Du coup, je me souviens surtout de quelques détails. L’arrivée à l’aéroport, où je suis tombé sur une plaque en l’honneur des « glorieux aviateurs français » de la ligne aéropostale « Toulouse – Amérique du Sud », si bien décrite par Saint-Exupéry dans Vol de Nuit. De la tornade qui s’est abattue sur la ville le premier soir, arrachant les cheminés et créant des coupures d’électricité. Ou encore de cette discussion avec un Japonais dans un resto miteux sur les utilisations des différents alphabets phonétiques en japonais par rapport aux idéogrammes, l’un des moments les plus surréalistes de mon voyage.
Mais je me souviens aussi des pauvres qui campaient dans les squares, sous les banderoles vantant les festivités à venir pour le bicentenaire du Paraguay, et les tags accusant les députés de « vendre la patrie ». Je me souviens des bidonvilles crasseux jouxtant l’Université catholique d’Asunción qui arborait le drapeau du Vatican. Je me souviens des discussions avec la tenancière de l’auberge, expliquant que l’immigration européenne ici avait été surtout le fait de fermiers Allemands, dont les descendants possèdent aujourd’hui les grandes propriétés agricoles du pays.
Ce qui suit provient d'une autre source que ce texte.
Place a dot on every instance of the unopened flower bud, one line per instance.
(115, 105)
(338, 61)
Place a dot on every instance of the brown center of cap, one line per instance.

Le reste, la glorieuse histoire passée du pays et ce qu’il en reste aujourd’hui, je ne l’ai pas vu. Le Paraguay a certes été jadis un pays plus grand, et même plus développé que ses voisins grâce à ses mines, mais cette époque est révolue. Une série de guerres contre le Brésil, dont une terrible entre 1865 et 1870, a eu raison des rêves de grandeur du pays. Le Paraguay avait alors perdu une partie importante de son territoire, mais surtout près des deux tiers de sa population ! Les femmes étant alors quatre fois plus nombreuses que les hommes, il s’agit de la seule fois de son histoire où l’Eglise catholique a autorisé la polygamie. L’équilibre démographique s’est depuis complètement rétabli, mais le pays n’a jamais retrouvé son importance. Le Paraguay semble aujourd’hui encore une sorte de « tampon » entre le monde « portugais » et le monde « espagnol », entre la forêt amazonienne et les Andes, et entre la partie plus développée de l’Amérique du Sud (au Sud) et celle qui tarde à décoller plus au nord.
Le Paraguay, finalement, a du mal à exister. Ses voisins s’en désintéressent au point qu’au Brésil personne n’a accepté de changer le reste de mes billets. Ses propres habitants n’aiment pas plus que ça leur pays, et beaucoup rêvent de le quitter. Pourtant, deux choses contribuent à cimenter le pays. La langue guarani tout d’abord, une langue indienne reconnue officiellement depuis longtemps, et que parle près de 90% de la population! Ainsi, 50% des Paraguayens sont bilingues espagnol-guarani, mais 40% ne parlent que guarani contre 5% qui ne parlent qu’espagnol. Le Paraguay est du coup le seul pays d’Amérique Latine « hispanisante » où l’espagnol est supplanté par une langue indienne. De même, le foot est l’une des rares « causes nationales » au Paraguay. Lors de mon séjour, la Coupe du Monde 2010 venait de s’achever, et le monde entier avait alors découvert ce petit pays coincé contre les grands qui avait atteint les quarts de finale. Le pays entier était en liesse, les gens ayant enfin une raison d’être fiers de leur nation. D’ailleurs, les 2 sont parfois mêlés. Pour éviter de divulguer leurs secrets lorsqu’ils jouent contre des équipes hispanophones, les joueurs Uruguayens se parlent entre eux exclusivement en guarani…
Ainsi, même dans un pays aux contours mal définis, à l’histoire torturée et au développement peu avancé, les habitants se rattachent pour leur identité à deux choses plus que tout : leur langue et le sport.